Publication year - 2007
Publication title -
annals of the new york academy of sciences
Language(s) - English
Resource type - Journals
SCImago Journal Rank - 1.712
H-Index - 248
eISSN - 1749-6632
pISSN - 0077-8923
DOI - 10.1196/annals.1406.033
Subject(s) - medicine , fluconazole , pneumonia , pneumocystis pneumonia , opportunistic infection , immunology , cryptococcosis , serology , itraconazole , amphotericin b , human immunodeficiency virus (hiv) , aids related opportunistic infections , dermatology , antifungal , viral disease , sida , pneumocystis jirovecii , antibody
:  Coccidioidomycosis is a recognized opportunistic infection in those with HIV‐1 infection. The major risk factor is immunodeficiency, particularly when the peripheral blood CD4 T lymphocyte count is below 250/μL. There are many manifestations of coccidioidomycosis during HIV‐1 infection, including diffuse, reticulonodular pneumonia, focal primary pneumonia, and disease disseminated beyond the thoracic cavity.
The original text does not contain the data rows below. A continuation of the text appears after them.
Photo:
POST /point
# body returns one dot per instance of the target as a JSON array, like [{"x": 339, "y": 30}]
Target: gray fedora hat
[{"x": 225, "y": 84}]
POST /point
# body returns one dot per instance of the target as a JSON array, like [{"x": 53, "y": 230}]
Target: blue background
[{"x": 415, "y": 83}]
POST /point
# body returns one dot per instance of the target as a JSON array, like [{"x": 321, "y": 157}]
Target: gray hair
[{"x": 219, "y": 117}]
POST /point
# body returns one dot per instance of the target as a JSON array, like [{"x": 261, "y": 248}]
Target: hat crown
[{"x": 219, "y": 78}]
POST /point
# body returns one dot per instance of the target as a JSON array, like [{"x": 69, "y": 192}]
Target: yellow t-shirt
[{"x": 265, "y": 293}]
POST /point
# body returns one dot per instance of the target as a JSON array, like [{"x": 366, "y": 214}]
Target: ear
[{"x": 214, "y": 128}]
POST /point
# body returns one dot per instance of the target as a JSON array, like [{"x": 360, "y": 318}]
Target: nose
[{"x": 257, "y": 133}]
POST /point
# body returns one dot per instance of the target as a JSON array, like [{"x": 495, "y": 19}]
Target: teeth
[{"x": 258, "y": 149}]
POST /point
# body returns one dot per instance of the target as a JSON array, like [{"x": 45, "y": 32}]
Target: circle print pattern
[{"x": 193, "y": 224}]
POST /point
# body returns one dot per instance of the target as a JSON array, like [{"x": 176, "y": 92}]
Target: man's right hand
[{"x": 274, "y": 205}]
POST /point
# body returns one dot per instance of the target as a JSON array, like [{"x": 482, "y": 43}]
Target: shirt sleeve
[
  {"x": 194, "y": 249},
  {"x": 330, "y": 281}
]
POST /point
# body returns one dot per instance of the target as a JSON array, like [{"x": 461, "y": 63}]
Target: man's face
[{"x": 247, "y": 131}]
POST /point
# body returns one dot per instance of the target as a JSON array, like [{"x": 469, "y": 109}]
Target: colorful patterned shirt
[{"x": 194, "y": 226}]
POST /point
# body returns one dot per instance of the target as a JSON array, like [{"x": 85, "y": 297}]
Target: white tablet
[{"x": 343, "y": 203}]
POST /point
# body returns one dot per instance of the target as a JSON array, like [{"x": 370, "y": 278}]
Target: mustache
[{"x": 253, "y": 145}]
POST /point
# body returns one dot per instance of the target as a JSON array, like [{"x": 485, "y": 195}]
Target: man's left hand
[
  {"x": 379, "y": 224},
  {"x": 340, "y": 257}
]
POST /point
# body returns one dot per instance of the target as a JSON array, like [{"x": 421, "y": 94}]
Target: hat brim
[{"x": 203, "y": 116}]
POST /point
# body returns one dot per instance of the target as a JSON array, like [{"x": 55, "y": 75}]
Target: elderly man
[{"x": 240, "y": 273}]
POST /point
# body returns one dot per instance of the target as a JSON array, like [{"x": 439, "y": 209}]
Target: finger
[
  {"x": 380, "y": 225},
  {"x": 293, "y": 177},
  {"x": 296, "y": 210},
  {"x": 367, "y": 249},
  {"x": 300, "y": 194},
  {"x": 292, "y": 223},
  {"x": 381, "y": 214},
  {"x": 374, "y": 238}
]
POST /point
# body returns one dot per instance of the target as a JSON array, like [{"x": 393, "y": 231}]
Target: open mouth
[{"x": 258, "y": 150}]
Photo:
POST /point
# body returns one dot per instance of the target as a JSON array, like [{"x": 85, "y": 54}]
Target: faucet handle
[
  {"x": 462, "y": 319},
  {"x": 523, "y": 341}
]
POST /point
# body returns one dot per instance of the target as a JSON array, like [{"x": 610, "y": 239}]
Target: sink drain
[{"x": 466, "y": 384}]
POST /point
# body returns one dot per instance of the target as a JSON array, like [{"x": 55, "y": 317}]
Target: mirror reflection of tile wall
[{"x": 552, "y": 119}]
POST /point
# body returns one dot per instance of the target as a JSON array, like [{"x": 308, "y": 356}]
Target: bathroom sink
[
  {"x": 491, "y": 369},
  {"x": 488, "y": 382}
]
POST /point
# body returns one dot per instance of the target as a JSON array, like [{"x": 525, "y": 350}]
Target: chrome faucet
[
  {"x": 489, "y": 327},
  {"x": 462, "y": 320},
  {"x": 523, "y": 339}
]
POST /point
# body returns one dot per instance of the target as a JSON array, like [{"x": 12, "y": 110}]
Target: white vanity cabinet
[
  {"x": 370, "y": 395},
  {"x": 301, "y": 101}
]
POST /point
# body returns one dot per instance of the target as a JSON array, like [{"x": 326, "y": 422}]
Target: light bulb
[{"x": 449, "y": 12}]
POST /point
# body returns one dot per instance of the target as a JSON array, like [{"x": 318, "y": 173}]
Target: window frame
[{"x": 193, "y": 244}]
Diagnosis is based on serology, culture and histopathologic identification. Two therapeutic modalities are currently available, the polyene antifungal amphotericin B and the triazole antifungals. Of the latter, the most experience is with the triazoles fluconazole and itraconazole. There are increasing data regarding drug interactions between triazoles and antiretroviral agents. The duration of treatment of coccidioidomycosis in those with HIV‐1 infection is not established and in many patients it is either prolonged or life‐long. Adherence to antiretroviral therapy is important in preventing recurrence.